“It’s in the bag — literally,” Jaimie Alexander said to the room full of press Thursday at the Television Critics’ Association summer press tour, garnering much laughter.
If you’ve seen any of NBC’s “Blindspot” promos, you know Alexander is referring to the opening scene of her new fall series, in which her Jane Doe character mysteriously lands inside of a duffel bag in the middle of Times Square with no memories and several inexplicable tattoos.
The concept of “Blindspot” is certainly unique, but creator Martin Gero, mega-producer Greg Berlanti and the cast and creative team still assured TCA reporters and critics that the drama will be vastly different from other procedurals and comparable TV properties.
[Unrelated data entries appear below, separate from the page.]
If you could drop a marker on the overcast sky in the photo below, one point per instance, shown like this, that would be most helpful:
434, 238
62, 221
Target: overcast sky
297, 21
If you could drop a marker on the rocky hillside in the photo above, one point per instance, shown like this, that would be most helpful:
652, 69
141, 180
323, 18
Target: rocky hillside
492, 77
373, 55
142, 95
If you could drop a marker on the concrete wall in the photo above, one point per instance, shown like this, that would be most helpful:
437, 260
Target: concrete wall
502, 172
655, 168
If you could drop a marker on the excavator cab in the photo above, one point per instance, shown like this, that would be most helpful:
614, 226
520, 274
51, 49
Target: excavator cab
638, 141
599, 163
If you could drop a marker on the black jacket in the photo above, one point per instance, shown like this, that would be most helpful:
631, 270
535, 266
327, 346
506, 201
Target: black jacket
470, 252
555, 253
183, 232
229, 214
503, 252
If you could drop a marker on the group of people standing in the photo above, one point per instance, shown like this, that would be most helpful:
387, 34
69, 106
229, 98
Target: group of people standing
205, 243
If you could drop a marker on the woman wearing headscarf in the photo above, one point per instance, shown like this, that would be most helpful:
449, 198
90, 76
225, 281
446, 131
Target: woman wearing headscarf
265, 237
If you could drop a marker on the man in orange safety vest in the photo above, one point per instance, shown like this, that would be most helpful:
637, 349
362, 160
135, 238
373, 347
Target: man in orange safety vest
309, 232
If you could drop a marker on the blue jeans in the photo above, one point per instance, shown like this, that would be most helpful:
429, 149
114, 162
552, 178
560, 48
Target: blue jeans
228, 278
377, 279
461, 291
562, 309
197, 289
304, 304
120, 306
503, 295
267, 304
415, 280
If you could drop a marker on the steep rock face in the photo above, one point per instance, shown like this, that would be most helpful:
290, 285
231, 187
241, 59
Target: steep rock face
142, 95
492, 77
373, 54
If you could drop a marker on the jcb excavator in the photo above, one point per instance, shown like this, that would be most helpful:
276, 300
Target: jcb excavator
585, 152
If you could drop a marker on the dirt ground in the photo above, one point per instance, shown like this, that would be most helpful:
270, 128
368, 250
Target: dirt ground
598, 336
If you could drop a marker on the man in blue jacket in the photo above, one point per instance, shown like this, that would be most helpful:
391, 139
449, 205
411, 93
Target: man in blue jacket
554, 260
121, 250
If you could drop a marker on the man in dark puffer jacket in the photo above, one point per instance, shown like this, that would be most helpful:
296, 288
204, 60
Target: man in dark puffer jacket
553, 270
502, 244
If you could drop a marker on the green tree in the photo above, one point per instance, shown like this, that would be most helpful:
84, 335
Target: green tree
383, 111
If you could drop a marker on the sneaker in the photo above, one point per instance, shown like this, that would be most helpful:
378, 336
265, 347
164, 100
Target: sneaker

“It’s a procedural for people who don’t like procedurals, and it’s a character drama for people who don’t like character dramas,” Gero said. “There is an overarching mythology to this show week-to-week.”
He continued, “We don’t lay breadcrumbs. You’re going to get some great resolution by the end of the year — you’re going to get some great resolution by the end of episode two. As we come through this mythology, there are a lot of twists and turns.”
Berlanti added, “The audience will be, I think, quite satisfied at the end of the side. The pilot is a good example of that — there are big questions asked, but there is also a satisfying journey.”
Gero also explained that the tattoos are not a gimmick, but rather, add to the developing storylines and characters.
“Even the cases that do come out of the tattoos, there’s an incredible personal stake for the characters,” he said. “In the pilot, we set an extraordinary amount of story…those tattoos on her body will hopefully keep us in business for a long time.”
As for that other tattoo show — “Prison Break,” for which Fox confirmed a follow-up series is being developed for consideration for the 2016-17 season — the “Blindspot” team isn’t worried.
“We welcome the tattoo competition,” Gero said. “I think they can both occupy space. We have a one-year lead, and we’re hoping to take advantage of that.”
And as for other big drama comparisons, “It will have some similarities to ‘Blacklist,’ but I don’t think that’s a bad thing,” Gero said of the James Spader hit, also on NBC’s fall slate.
The Peacock will debut “The Player” from “The Blacklist” producers this fall as well, creating an action-packed drama slate.